Fragmentation dynamics of the vibrationally excited ammonia-argon van der Waals complex

Resumen

Quantum mechanical calculations have been performed to study the fragmentation dynamics of the Ar-NH3 van der Waals complex excited in the ν2 ("umbrella") vibrational level with υ2=1. Vibrational predissociation has been investigated for different initial quasibound states, corresponding to excitation in the stretching or bending van der Waals levels or in the tunneling motion of the NH3 umbrella inversion, for both ortho and para varieties of NH 3, and for three values of the total angular momentum J and its projection Ω onto the intermolecular axis, (J,Ω)=(0,0), (1,0), and (1,±1).
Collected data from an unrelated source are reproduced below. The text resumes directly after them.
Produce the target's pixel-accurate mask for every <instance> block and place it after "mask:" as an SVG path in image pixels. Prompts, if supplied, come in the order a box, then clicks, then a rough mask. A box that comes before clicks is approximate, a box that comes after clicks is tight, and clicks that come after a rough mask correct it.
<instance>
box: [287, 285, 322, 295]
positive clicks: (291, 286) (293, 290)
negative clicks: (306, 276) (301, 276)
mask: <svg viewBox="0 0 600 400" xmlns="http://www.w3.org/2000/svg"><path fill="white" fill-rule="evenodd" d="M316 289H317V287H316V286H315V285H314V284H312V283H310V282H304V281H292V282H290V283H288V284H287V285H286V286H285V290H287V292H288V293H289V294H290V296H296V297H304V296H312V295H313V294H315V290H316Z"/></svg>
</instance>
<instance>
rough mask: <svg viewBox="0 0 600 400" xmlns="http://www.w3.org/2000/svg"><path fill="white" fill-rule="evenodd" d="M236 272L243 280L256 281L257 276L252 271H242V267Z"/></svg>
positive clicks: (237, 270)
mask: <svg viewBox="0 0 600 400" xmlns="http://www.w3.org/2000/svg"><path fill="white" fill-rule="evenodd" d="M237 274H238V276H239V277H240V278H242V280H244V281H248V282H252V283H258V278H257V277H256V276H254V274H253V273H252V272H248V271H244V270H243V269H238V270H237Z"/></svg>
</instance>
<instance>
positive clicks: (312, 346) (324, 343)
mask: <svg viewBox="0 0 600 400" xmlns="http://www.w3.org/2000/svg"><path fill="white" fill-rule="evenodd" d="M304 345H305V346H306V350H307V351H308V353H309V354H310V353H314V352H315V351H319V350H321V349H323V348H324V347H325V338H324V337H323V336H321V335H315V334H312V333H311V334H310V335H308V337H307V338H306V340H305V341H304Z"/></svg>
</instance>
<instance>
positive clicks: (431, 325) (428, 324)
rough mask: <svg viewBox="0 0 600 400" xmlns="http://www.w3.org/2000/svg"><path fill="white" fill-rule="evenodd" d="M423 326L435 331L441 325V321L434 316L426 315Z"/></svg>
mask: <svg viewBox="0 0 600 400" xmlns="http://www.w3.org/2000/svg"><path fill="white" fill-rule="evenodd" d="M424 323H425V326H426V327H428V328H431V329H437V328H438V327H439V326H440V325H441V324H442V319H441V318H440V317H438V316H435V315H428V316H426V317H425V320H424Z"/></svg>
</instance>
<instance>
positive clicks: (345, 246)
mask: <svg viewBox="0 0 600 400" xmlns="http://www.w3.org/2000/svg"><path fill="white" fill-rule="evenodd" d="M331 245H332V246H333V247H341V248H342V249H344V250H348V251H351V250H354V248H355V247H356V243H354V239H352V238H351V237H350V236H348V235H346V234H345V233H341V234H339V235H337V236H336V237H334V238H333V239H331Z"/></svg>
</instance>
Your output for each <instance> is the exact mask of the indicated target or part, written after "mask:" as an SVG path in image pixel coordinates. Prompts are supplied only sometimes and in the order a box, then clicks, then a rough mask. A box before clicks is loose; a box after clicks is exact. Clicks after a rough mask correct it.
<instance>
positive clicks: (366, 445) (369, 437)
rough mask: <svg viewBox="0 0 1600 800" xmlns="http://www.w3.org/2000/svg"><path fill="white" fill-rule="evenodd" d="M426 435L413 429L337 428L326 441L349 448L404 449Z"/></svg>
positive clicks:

The calculations were performed for two different intermolecular potential energy surfaces, one determined ab initio by Bulski et al. [J. Chem. Phys. 94, 491 (1991)], and the other where the ab initio potential has been scaled to fit spectroscopic data of Ar-NH3, proposed by van Bladel et al [J. Phys. Chem. 95, 5414 (1991)]. The lifetime obtained from the ab initio potential lies within the limits set by experiment for the lowest ortho Π (i.e., |Ω|=1) level with J=1, while the scaled potential gives too short a lifetime. The results also show that excitation of the van der Waals stretching mode accelerates the predissociation but does not affect the NH3 final state rotational distribution very much. On the other hand, bending or tunneling excitation does lead to a very different final rotational state distribution. Ortho states have very similar final state distributions for Σ(|Ω|=0) and Π(|Ω|=1) states, but this is not true for para states. Finally, comparing the ab initio and scaled potentials, no systematic trend emerges for the amount of even (+) and odd (-) symmetry of the final states, but the scaling of the potential shortens the lifetimes, gives a wider final state rotational distribution, and provides more excitation in the k quantum number (the projection of the NH3 rotational angular momentum on its C3 axis). © 1995 American Institute of Physics.